Is Valeant a Takeover Target?
The pharmaceutical giant Pfizer Inc. (NYSE:PFE) has formally given up on acquiring Allergan plc (NYSE:AGN), due to changes in U.S. tax laws. The deal was potentially worth some $160.0 billion, which would have been the biggest deal in the pharmaceutical sector ever. Pfizer stock lost 14.8% as a result, but Pfizer will have to pay Allergan $400.0 million in break fees. The Pfizer-Allergan deal may have vaporized but not the appetite for a deal. Indeed, Valeant Pharmaceuticals Intl Inc (NYSE:VRX) is a prime acquisition target as Valeant stock has gained over seven percent.
Valeant stock has started to rebuild value this week. The drug maker said the ad hoc committee studying its relationship with Philidor Rx Services did not find any reason to force it to revise its financial statements. This means that Valeant can file its financial statements in 10-K in the United States by next April 29 or earlier. By doing so, Valeant would eliminate the risk of a default on its debt, according to analysts at BMO Capital Markets. (Source: “Valeant says accounting review finds no new issues, shares jump,” The Globe and Mail, April 5, 2016.)

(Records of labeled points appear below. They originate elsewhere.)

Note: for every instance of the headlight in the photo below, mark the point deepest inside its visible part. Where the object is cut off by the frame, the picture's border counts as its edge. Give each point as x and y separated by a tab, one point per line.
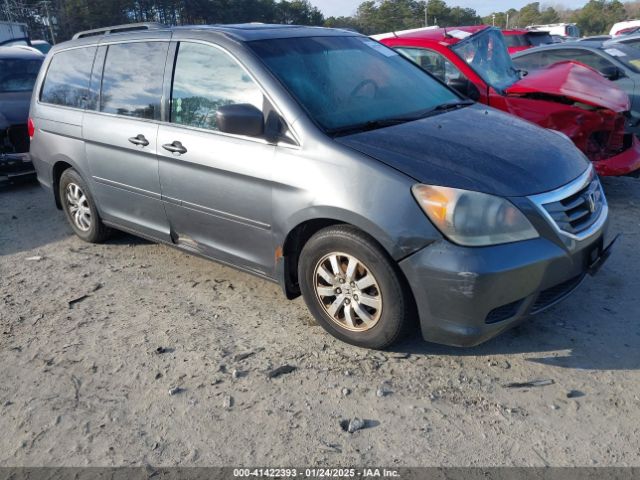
473	218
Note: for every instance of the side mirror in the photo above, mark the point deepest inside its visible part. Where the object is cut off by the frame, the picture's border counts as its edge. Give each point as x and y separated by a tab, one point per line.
465	87
240	119
612	73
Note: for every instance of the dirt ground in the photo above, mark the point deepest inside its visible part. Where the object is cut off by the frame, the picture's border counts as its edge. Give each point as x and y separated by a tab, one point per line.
83	384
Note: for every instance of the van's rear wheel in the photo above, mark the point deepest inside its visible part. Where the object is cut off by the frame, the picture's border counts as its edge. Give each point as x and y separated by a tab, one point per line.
80	209
353	288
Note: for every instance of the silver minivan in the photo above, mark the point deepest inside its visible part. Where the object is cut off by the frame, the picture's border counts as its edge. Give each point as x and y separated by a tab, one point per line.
324	161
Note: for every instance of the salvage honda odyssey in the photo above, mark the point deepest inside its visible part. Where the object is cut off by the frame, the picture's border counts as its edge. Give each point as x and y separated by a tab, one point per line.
323	161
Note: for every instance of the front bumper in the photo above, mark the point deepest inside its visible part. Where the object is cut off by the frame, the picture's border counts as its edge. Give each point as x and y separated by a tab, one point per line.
622	164
466	295
15	165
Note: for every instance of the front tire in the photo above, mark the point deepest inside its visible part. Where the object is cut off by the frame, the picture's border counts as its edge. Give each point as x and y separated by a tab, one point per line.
353	288
80	208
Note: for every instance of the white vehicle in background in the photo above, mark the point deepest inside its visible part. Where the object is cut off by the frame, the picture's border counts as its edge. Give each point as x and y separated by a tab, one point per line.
12	33
621	27
561	29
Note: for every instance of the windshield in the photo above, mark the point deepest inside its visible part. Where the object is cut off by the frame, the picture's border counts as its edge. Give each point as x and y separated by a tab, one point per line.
486	53
18	75
344	82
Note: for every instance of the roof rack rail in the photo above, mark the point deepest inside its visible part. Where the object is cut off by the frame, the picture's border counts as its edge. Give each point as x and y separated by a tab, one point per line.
129	27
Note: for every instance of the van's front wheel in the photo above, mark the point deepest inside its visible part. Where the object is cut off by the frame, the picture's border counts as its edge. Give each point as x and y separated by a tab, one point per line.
352	288
80	209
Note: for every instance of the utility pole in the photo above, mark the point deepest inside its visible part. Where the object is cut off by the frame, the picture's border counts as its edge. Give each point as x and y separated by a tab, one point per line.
7	10
46	10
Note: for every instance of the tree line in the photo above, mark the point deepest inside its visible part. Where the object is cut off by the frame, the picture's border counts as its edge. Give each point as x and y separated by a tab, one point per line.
371	16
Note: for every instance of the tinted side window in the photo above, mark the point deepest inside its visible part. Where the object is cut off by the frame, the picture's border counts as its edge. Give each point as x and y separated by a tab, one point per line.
529	62
205	79
67	80
433	62
132	79
583	56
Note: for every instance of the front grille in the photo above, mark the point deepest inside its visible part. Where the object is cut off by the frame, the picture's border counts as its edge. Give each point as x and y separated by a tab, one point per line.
551	295
14	139
578	211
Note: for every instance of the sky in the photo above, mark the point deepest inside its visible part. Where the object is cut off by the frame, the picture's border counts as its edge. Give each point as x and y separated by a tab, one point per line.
337	8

Valeant stock will continue to build bullish momentum. Activist investor Bill Ackman told his clients that Valeant’s board would choose a new CEO in a matter of weeks rather than months, as many feared. Last month, the company said that the CEO Mike Pearson would remain in office until the selection of a substitute. (Source: “Valeant may identify new CEO in ‘a matter of weeks,’ Ackman says,” April 6, 2016.)
BMO has a $66.00 price target on Valeant stock. Investors should be cautious before buying Valeant. The full financial statements will offer a better base from which to evaluate the risk. But the fact that Valeant’s accounting practices have been cleared has vastly improved the company’s credibility. This should whet the appetite of companies in acquisition mode.

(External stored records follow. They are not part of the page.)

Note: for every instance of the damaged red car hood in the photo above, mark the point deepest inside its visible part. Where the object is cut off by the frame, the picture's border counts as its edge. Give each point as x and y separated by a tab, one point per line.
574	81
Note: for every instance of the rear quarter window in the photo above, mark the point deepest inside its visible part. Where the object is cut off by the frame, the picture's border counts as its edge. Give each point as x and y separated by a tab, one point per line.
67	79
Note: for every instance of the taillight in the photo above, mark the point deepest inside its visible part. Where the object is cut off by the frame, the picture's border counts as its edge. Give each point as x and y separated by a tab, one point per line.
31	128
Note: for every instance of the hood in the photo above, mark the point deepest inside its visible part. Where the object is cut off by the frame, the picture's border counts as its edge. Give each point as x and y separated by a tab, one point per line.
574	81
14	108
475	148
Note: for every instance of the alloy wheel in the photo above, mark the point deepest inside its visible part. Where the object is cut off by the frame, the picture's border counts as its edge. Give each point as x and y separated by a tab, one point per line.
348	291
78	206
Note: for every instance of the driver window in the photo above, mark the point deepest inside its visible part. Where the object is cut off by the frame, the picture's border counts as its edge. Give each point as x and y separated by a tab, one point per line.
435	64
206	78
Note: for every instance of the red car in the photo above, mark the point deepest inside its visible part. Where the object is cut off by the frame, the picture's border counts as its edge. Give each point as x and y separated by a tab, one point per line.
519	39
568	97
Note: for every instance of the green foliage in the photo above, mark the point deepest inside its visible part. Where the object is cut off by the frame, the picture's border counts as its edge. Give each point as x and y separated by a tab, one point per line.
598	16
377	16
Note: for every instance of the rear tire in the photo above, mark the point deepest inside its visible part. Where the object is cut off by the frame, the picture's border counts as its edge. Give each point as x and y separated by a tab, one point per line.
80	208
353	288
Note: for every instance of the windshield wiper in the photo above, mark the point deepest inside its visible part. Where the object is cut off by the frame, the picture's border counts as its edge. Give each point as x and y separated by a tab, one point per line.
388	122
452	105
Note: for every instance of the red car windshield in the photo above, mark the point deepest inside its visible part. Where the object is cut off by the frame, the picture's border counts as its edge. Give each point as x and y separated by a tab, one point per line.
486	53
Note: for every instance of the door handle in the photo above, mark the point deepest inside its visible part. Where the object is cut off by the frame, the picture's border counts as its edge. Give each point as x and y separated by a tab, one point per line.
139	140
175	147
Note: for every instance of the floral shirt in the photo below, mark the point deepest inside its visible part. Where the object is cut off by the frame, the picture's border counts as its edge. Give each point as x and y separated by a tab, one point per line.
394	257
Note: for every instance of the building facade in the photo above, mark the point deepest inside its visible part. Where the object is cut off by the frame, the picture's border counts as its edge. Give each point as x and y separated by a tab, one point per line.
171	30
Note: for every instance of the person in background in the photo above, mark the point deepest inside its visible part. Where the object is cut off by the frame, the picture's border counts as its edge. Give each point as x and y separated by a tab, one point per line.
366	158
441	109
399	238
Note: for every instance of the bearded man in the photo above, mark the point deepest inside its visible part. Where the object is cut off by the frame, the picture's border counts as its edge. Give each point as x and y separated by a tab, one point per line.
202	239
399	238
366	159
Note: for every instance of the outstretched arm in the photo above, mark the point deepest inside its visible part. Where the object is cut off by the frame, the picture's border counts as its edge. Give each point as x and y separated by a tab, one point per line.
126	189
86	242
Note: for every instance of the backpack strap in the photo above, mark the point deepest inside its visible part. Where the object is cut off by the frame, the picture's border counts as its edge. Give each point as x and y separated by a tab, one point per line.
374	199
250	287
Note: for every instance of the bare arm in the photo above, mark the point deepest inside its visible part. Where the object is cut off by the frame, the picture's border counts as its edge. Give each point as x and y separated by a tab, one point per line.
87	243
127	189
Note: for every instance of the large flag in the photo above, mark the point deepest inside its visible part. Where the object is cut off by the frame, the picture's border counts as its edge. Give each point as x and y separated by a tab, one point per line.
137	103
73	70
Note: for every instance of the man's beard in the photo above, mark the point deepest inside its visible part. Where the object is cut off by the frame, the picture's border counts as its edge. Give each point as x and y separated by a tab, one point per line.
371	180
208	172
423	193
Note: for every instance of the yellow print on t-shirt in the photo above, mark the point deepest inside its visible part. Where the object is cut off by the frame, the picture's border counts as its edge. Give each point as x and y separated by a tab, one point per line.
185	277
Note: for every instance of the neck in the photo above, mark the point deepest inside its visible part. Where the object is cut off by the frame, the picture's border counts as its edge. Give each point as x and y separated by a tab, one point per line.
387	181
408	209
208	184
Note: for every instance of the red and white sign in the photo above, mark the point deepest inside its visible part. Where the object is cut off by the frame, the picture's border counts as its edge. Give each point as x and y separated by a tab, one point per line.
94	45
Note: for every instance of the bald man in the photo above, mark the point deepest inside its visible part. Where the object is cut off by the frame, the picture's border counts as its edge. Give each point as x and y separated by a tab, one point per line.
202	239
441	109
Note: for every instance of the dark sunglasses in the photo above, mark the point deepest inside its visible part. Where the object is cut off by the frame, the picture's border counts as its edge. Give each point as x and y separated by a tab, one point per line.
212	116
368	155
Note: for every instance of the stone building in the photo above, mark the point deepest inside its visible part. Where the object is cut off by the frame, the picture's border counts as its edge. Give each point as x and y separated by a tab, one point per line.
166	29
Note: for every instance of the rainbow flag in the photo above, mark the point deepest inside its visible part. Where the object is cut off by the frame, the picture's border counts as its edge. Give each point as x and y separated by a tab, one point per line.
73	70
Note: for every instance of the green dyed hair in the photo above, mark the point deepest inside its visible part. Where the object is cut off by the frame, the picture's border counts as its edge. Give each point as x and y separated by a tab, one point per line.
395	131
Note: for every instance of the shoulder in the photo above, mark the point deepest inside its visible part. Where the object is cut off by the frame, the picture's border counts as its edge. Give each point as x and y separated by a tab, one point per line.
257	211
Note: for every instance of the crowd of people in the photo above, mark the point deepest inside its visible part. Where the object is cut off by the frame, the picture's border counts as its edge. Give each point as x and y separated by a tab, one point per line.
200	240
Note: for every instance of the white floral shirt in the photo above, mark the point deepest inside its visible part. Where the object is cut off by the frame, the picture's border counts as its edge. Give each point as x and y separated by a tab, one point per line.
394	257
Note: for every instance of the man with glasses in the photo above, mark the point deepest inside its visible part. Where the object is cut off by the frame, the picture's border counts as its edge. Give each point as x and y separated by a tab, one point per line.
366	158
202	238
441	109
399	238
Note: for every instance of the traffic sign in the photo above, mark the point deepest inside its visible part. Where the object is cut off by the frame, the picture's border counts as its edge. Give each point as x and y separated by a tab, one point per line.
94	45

So far, Allergan CEO Brenton Saunders has denied any plans to pair with Valeant. Still, Saunders has a good relationship with Ackman, who recently joined Valeant’s board to help find a new CEO for the company. Ackman may certainly put pressure on Allergan, skipping the Valeant CEO issue altogether.
Valeant has something Allergan wants: Bausch & Lomb, the eye care specialist. Saunders clearly expressed interest in buying Bausch & Lomb, which Valeant acquired in 2013. (Source: “Allergan Chief All But Dismisses an All-Out Valeant Merger,” The Wall Street Journal, April 6, 2016.) Ackman had suggested selling Bausch & Lomb when Valeant was collapsing under its suspected accounting issues just weeks ago. Now that Valeant’s accounting has been cleared, there is no need to sell Valeant assets piece by piece. The company as a whole is fit for sale.

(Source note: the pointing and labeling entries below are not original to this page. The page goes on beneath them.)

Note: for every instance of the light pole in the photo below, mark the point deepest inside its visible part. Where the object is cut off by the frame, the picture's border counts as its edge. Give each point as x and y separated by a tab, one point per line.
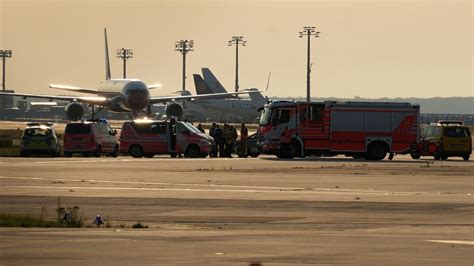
184	46
4	54
125	54
308	31
237	40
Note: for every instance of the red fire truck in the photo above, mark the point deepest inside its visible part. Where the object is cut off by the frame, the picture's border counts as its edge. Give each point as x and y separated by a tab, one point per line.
359	129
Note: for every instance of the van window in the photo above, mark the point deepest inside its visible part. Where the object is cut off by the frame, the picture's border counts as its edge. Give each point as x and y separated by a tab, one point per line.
428	132
141	128
37	132
158	128
101	129
281	116
78	128
316	112
455	132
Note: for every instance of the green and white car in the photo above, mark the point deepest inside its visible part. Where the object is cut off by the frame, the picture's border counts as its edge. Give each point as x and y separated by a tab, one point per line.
40	139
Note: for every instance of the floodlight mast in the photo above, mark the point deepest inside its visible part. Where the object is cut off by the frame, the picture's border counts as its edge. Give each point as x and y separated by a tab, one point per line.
237	40
184	46
308	31
5	54
125	54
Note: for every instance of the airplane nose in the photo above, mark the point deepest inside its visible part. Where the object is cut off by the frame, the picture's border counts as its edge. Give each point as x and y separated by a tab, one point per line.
138	98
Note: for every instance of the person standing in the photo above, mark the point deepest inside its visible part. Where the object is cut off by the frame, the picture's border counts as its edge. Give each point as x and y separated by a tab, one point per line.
225	132
244	133
201	128
214	148
218	137
285	143
230	141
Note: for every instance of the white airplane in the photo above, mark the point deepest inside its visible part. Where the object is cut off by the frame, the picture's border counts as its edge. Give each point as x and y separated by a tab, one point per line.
228	109
118	95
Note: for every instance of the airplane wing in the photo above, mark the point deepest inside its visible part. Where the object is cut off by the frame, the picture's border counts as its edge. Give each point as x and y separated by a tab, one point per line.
97	100
154	86
72	88
165	99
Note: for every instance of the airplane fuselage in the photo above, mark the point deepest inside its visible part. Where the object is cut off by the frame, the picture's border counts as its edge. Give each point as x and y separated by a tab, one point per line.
126	95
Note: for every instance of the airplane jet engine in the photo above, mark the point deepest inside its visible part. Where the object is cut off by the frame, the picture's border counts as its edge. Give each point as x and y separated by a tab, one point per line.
174	109
74	111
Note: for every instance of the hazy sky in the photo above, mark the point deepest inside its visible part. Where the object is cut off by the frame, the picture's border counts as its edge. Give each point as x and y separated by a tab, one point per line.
366	48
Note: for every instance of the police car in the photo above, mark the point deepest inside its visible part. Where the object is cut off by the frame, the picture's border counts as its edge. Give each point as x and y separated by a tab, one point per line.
39	138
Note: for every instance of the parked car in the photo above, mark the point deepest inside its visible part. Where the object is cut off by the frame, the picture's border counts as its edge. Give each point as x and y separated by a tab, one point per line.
443	140
252	147
147	138
39	138
92	137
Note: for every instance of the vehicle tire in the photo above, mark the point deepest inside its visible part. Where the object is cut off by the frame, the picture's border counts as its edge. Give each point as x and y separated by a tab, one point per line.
136	151
98	151
378	151
286	152
192	151
415	155
115	152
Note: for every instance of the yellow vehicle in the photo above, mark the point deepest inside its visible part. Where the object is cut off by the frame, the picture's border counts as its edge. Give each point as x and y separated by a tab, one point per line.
445	139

Saunders is acting cautiously, even responsibly, probably preferring to wait to see Valeant’s statements before picking up its assets. Certainly, all the vultures waiting for Valeant to declare bankruptcy or a fire sale will have to revise their plans and be ready to pay more. Valeant is different from Allergan in that the former prefers to buy assets for growth while the latter engages in good old-fashioned research and development.
However, Ackman could persuade Allergan’s CEO that it would be a nice complement for the more R&D-focused Allergan to branch out into “lifestyle” products, which represent Valeant’s main business. GFI Group Inc.’s John Spallanzani sees the collapse of the Pfizer-Allergan merger as favorable for Valeant. (Source: “Is it Time to Buy Valeant?” CNBC, April 6, 2016.)